The World Food Program estimates that up to five million of the country’s 12 million people are in need of food aid after the drought drastically cut production of maize, the country’s staple food.

The United Nations Children’s Fund (UNICEF) has announced a five-fold increase in its appeal for aid to Malawi due to an alarming rise in malnutrition.

“Immediate and urgent action is needed to save lives,” UNICEF’s Regional Director for Eastern and Southern Africa, Per Engebak said.

“At the moment, mothers in many areas are feeding their children only cassava, which is low in the nutrients children need,” he said.

Mr Engebak said an earlier appeal for US$2.5 million dollars had been revised upward to US$13 million, of which nine million would be spent on nutritional activities, including expanding therapeutic centres, providing micronutrients to 500,000 pregnant and lactating women, and de-worming children.

He said UNICEF planned to work with the World Food Program to substantially boost the number of children benefiting from supplementary feeding from the current 16,000 to an additional 60,000 children.

At the moment more than 1,000 children with severe acute malnutrition were receiving therapeutic feeding.
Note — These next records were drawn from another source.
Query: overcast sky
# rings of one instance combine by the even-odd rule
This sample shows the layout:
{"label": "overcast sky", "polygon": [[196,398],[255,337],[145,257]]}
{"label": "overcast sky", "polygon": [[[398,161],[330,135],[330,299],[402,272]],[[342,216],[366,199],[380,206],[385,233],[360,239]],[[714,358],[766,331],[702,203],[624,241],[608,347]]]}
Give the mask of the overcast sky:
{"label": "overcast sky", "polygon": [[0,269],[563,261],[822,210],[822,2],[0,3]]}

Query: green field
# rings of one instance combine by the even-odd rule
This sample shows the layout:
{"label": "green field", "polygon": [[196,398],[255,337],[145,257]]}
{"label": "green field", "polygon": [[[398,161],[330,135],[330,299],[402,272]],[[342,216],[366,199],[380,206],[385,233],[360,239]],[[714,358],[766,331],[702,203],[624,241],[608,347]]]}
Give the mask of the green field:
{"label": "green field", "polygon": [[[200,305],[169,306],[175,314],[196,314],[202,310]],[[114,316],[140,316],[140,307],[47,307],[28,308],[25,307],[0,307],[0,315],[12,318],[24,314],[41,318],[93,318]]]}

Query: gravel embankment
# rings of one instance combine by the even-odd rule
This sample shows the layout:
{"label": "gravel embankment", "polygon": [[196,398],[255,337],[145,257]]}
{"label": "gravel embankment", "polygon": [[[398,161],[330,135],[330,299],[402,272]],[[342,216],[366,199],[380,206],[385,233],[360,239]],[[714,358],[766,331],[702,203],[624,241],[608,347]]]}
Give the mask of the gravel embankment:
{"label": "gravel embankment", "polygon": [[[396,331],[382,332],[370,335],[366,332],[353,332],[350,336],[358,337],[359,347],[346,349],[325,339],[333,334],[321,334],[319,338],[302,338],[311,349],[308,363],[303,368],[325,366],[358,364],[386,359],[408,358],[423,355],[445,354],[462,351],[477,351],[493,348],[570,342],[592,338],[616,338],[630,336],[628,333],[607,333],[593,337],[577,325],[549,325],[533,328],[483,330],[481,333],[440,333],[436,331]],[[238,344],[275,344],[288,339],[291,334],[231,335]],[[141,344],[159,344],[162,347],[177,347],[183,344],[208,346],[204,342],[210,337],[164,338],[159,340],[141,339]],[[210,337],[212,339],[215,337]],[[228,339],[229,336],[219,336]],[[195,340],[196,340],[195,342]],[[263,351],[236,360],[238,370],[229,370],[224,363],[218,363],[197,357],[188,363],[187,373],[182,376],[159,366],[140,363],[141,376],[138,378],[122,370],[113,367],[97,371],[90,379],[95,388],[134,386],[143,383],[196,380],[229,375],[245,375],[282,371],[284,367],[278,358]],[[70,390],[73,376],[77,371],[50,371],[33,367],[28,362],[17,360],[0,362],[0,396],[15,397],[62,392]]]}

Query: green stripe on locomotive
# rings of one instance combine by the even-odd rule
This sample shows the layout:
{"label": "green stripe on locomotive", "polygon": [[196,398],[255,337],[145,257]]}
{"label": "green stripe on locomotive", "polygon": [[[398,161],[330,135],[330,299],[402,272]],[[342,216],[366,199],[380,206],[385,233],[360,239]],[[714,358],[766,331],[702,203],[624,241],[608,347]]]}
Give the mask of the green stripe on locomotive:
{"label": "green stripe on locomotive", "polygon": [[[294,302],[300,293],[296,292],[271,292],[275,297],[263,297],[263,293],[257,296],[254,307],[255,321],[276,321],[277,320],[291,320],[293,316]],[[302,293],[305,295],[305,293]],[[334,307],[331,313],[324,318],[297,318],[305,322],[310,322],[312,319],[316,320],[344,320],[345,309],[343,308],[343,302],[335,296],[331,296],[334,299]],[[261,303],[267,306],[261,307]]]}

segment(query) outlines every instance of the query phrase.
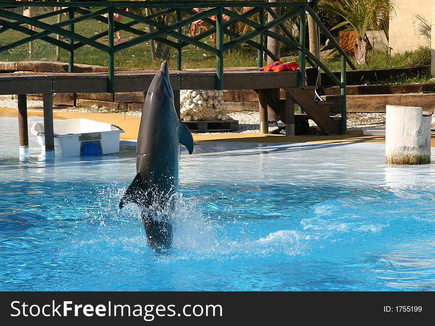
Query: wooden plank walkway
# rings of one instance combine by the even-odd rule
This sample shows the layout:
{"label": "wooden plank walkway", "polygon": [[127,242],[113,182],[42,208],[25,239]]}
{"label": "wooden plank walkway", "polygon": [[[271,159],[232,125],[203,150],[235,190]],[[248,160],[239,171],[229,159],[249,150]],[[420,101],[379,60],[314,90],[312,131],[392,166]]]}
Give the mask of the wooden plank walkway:
{"label": "wooden plank walkway", "polygon": [[[259,71],[257,68],[230,68],[224,71],[223,89],[259,89],[296,87],[298,72]],[[157,71],[117,72],[115,92],[145,92]],[[214,90],[216,72],[212,69],[171,71],[174,91]],[[108,78],[104,73],[15,73],[0,74],[0,94],[107,93]]]}

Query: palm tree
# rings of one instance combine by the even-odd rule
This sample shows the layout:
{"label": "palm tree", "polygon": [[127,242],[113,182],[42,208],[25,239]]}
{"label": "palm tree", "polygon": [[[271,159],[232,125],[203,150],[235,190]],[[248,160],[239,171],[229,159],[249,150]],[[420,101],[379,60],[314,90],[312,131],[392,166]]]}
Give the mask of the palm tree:
{"label": "palm tree", "polygon": [[388,23],[393,12],[391,0],[320,0],[318,6],[341,16],[345,21],[332,30],[346,26],[348,31],[355,31],[357,36],[353,51],[357,64],[367,63],[368,30],[383,29],[388,37]]}

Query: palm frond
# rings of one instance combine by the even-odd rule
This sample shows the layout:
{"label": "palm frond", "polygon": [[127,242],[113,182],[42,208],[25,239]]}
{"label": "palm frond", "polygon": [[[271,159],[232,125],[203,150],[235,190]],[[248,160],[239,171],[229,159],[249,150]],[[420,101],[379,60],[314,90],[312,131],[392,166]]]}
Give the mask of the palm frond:
{"label": "palm frond", "polygon": [[432,27],[431,23],[428,21],[424,16],[415,15],[412,25],[415,30],[416,34],[423,36],[427,42],[430,42]]}

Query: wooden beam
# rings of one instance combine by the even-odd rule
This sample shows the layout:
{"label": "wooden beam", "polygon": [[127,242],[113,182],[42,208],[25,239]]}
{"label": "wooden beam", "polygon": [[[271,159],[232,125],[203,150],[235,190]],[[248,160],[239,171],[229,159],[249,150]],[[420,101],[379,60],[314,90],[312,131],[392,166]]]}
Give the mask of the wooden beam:
{"label": "wooden beam", "polygon": [[286,93],[285,98],[286,136],[294,136],[296,134],[295,128],[295,101],[287,93]]}
{"label": "wooden beam", "polygon": [[[331,95],[325,96],[325,98],[338,103],[340,96]],[[348,95],[346,102],[348,112],[385,112],[386,106],[389,105],[419,106],[432,112],[435,103],[435,93]],[[332,109],[336,111],[336,108]]]}
{"label": "wooden beam", "polygon": [[19,94],[18,129],[20,137],[20,155],[29,154],[29,133],[27,126],[27,95]]}
{"label": "wooden beam", "polygon": [[53,131],[53,95],[45,93],[44,100],[44,137],[45,153],[54,151],[54,133]]}

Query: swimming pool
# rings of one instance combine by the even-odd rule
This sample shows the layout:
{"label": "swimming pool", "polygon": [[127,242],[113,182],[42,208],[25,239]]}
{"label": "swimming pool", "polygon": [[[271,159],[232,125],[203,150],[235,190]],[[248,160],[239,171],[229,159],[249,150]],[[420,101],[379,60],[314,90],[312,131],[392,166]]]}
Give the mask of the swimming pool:
{"label": "swimming pool", "polygon": [[2,290],[435,290],[433,164],[387,166],[374,143],[196,143],[158,254],[118,209],[134,146],[45,162],[30,135],[20,160],[17,119],[0,124]]}

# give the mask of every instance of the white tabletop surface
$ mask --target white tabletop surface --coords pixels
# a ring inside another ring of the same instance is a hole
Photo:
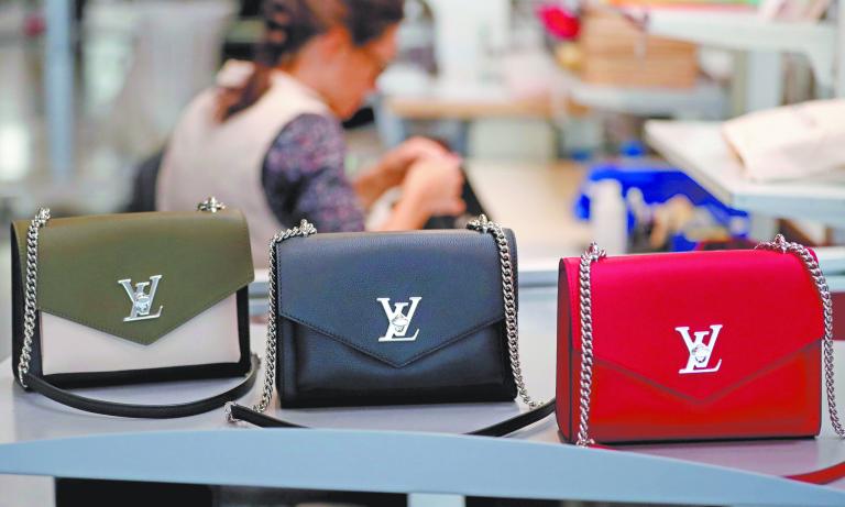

The number of monthly admissions was expected to jump to 3,500 as many of the estimated 46,000 severely malnourished children sought treatment.

He said a further 92,000 moderately malnourished children could become severely malnourished if they do not receive immediate assistance.

The poor yield combined with rising maize prices and the AIDS pandemic have conspired to push Malawi, one of Africa’s poorest countries, to the brink of a humanitarian crisis.